Farmers and ranchers are still searching for ways to eradicate the animals that plague their land.

By Michael MarksJuly 19, 2018 9:30 am

What has four legs, ruins most anything it touches, and is worth five bucks? Any guesses?

For the next six weeks or so in Guadalupe County, the answer is feral hogs. The county’s offering a bounty on hogs to decrease the local population. But when it comes to getting rid of the pigs, just how effective is a bounty?

This makes sense, right? If you’ve got a feral hog problem, offer people cash to kill them. And make no mistake, Guadalupe County does have a feral hog problem. They can get into a field of watermelons or corn or milo, start rooting around.

Bubba Ortiz’s family owns a hog abatement company that operates in Guadalupe County.

“And they can do hundreds if not thousands of dollars of damage in one night,” Ortiz says.

That’s Business is “uh, consistent,” he says.

Because while it’s unknown exactly how many feral hogs are in Texas, most experts agree the population is two million or more – and growing. Landowners across the state are desperate for relief. So to them, a bounty sounds like a great idea. Back in June, Guadalupe County Commissioner Jack Shanafelt addressed the problem at the Commissioners Court meeting when they approved the bounty program.

“The residents of the county keep asking ‘When is the county going to do a bounty program?’ So I think this is a proactive way that we can look at our county and say we’re doing something to help our farmers and ranchers abate the hog problem,” he said.

The bounty opened on Monday, and it’s available until August 28. Every tail brought to the county as proof of a dead hog is worth $5. Cheating is possible, but hunters have to submit contact information for whoever owns the land where they killed a hog. The State of Texas and Guadalupe County each put up $5,000 for the program, so there’s enough cash to claim two thousand bounties. Sounds straightforward.

But.

Stephen Ditchkoff is a professor of wildlife ecology and management at Auburn University. Last year he published a study on the effectiveness of a hog bounty program at Fort Benning in Georgia.

“The problem is, and specifically with pigs, we believe that bounties – it’s impossible for them to work from an eradication perspective,” he says. “And surprisingly [we] found that the populations actually increased while the bounty was in place.”

You read that right. He said increased, not decreased.

Ditchkoff thinks there are a couple reasons for this. One, the area was just coming out of a drought, so that helped the population And two:

“There was also the use of a lot of bait for trapping,” he says. “So we were making a lot of resources available to this pig population and as a result it was a perfect storm to ramp up reproduction. They were just reproducing faster than they could be removed.”

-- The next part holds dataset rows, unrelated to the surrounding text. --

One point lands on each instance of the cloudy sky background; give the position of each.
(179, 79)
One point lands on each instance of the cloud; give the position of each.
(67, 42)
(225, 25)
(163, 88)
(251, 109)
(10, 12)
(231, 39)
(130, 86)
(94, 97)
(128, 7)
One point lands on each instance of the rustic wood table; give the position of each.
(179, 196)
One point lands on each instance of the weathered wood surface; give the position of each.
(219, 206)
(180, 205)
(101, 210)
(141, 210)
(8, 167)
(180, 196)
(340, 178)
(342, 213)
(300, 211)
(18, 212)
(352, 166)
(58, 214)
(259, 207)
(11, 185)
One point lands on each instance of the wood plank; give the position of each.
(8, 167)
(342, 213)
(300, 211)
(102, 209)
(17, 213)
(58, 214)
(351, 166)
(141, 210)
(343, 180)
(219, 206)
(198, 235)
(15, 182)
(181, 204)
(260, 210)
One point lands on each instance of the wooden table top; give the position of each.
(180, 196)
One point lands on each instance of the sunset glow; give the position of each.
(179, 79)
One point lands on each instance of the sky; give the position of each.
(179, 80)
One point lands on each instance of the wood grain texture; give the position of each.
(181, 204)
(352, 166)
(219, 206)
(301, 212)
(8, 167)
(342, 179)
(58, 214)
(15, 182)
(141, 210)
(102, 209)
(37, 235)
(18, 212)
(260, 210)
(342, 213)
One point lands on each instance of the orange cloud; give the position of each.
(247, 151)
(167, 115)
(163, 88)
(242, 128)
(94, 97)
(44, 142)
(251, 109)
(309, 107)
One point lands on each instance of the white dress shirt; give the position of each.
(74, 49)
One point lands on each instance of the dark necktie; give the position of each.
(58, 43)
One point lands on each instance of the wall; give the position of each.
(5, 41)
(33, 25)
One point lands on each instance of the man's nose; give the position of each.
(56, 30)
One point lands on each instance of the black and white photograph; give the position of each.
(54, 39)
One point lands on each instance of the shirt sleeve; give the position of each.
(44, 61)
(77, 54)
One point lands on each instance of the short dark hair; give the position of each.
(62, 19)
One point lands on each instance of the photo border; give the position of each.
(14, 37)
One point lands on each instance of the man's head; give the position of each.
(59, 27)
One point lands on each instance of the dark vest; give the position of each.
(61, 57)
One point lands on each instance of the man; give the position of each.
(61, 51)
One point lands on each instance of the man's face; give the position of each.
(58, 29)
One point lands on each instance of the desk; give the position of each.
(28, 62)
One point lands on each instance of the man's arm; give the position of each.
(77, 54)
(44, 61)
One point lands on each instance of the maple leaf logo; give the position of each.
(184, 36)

The bounty created a better breeding ground. And it made some of the hogs smarter by introducing them to traps they hadn’t seen before. That’s not what you want if you’re trying to eradicate hogs, which other Texas counties have tried to do with bounties with mixed results.

But according to Travis Franke, complete eradication is not the goal in Guadalupe County. Franke is one of the local Texas A&M Agrilife Extension agents.

“An eradication program is going to be very, very, very difficult to do,” Franke says. “We’re not looking at eradication, we’re looking at controlling the numbers to where we can keep the damage to a minimum.”

Franke says the other goal is to educate landowners and to offset some expenses like ammunition and bait. A bounty could help achieve those – if not full-on feral hog annihilation.